Не сказав ни слова, он отошел в сторону, сорвал пучок овса и дал ослу, потом разом вскочил на него, схватил повода и поскакал, посылая рукой благословение изумленным бабам. Те от ужаса чуть не попадали в обморок и бухнули на колени.

Вечером того же дня обыватели рассказывали друг другу, как спустился с небес ангел в войлочной шляпе с фазаньим пером, как он благословил всех и, по особой милости божьей, унес с собой заклятого осла.

А Уленшпигель ехал дальше по тучным лугам, где прыгали на свободе жеребята, где коровы с телятами лениво паслись, лежа на солнце. И он дал ослу имя: Иеф.

Осел остановился, наслаждаясь чертополохом. Иногда только он вздрагивал всем телом и колотил по бедрам хвостом, отгоняя жадных оводов, которые, подобно ему, тоже хотели пообедать, — но его собственным мясом.

Желудок Уленшпигеля вопиял от голода, и он скорбно размышлял:

«Как счастлив был бы ты, серый, если бы никто не мешал тебе наслаждаться колючками и не являлся напомнить, что ты смертен, то-есть рожден, чтобы терпеть всякие пакости. И у носителя священной папской туфли есть свой овод — это господин Лютер. — При этом Уленшпигель сдавил осла коленями. — И у его величества, — продолжал он, — у императора Карла, тоже есть овод — это благородный Франциск Первый, король французский, с его очень длинным носом и еще более длинным мечом. Вот и мне, бедняге, блуждающему, точно вечный жид[30], тоже выпал на долю мой овод. Так-то, любезнейший серячок! Ах, дырявы все мои карманы, и из их дырок выкатились все мои дукаты, флорины и талеры, точно стая мышей, разбежавшаяся пред кошкой. Просто не знаю, что деньги имеют против меня, который их так любит.

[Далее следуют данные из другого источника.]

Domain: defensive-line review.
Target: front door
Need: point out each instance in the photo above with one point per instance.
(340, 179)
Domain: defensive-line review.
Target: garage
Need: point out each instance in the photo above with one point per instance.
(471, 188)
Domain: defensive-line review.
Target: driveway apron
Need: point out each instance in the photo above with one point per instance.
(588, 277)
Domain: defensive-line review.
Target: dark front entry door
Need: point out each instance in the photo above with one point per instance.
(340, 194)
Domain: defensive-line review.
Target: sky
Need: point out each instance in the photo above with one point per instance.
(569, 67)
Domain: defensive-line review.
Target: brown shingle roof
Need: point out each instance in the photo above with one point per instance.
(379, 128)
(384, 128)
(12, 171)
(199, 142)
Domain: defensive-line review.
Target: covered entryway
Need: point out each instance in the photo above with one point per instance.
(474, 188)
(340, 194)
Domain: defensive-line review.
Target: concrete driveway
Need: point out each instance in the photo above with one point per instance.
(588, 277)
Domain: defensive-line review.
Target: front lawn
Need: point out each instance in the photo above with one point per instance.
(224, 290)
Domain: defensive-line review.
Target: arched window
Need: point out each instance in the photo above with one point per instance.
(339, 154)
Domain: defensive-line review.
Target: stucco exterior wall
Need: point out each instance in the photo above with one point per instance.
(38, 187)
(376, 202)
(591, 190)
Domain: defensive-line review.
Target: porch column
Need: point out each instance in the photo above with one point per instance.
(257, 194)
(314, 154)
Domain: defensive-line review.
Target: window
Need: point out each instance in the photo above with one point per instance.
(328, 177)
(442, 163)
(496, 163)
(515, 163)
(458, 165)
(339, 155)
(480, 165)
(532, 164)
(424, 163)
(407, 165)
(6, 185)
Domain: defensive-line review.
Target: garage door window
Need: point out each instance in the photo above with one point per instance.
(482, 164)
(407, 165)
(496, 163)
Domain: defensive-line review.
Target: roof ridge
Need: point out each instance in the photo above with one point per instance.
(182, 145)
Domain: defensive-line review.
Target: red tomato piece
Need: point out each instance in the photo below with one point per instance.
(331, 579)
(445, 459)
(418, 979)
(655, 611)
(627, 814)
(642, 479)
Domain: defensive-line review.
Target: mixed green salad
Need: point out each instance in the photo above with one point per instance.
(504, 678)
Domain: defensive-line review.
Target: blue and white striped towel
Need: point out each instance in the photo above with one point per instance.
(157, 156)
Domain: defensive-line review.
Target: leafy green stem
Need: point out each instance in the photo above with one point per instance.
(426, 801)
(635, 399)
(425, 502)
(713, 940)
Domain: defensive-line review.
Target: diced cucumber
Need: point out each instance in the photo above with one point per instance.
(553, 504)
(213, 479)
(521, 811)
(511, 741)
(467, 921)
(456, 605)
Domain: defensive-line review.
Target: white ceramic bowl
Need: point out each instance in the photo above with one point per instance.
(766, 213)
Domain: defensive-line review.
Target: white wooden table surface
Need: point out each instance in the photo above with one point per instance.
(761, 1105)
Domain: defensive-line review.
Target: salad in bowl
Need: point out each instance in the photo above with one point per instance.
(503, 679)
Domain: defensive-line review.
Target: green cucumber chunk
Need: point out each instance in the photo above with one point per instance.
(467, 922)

Нет, фортуна, наверное, не женщина, — она любит только скупердяев, которые все копят и под замок прячут и денежки берегут, не позволяя им даже кончик золотого носика высунуть наружу: вот он, мой овод, который вечно и жалит, и колет, и щекочет меня, однако мне не смешно нисколько. Да ты не слушаешь, серячок: все думаешь, как бы еще попастись. Ах ты, брюхан, набивающий свое брюхо, твои длинные уши глухи к воплям пустого желудка. Да слушай же, каналья!»

И он пребольно стегнул его. Осел заревел.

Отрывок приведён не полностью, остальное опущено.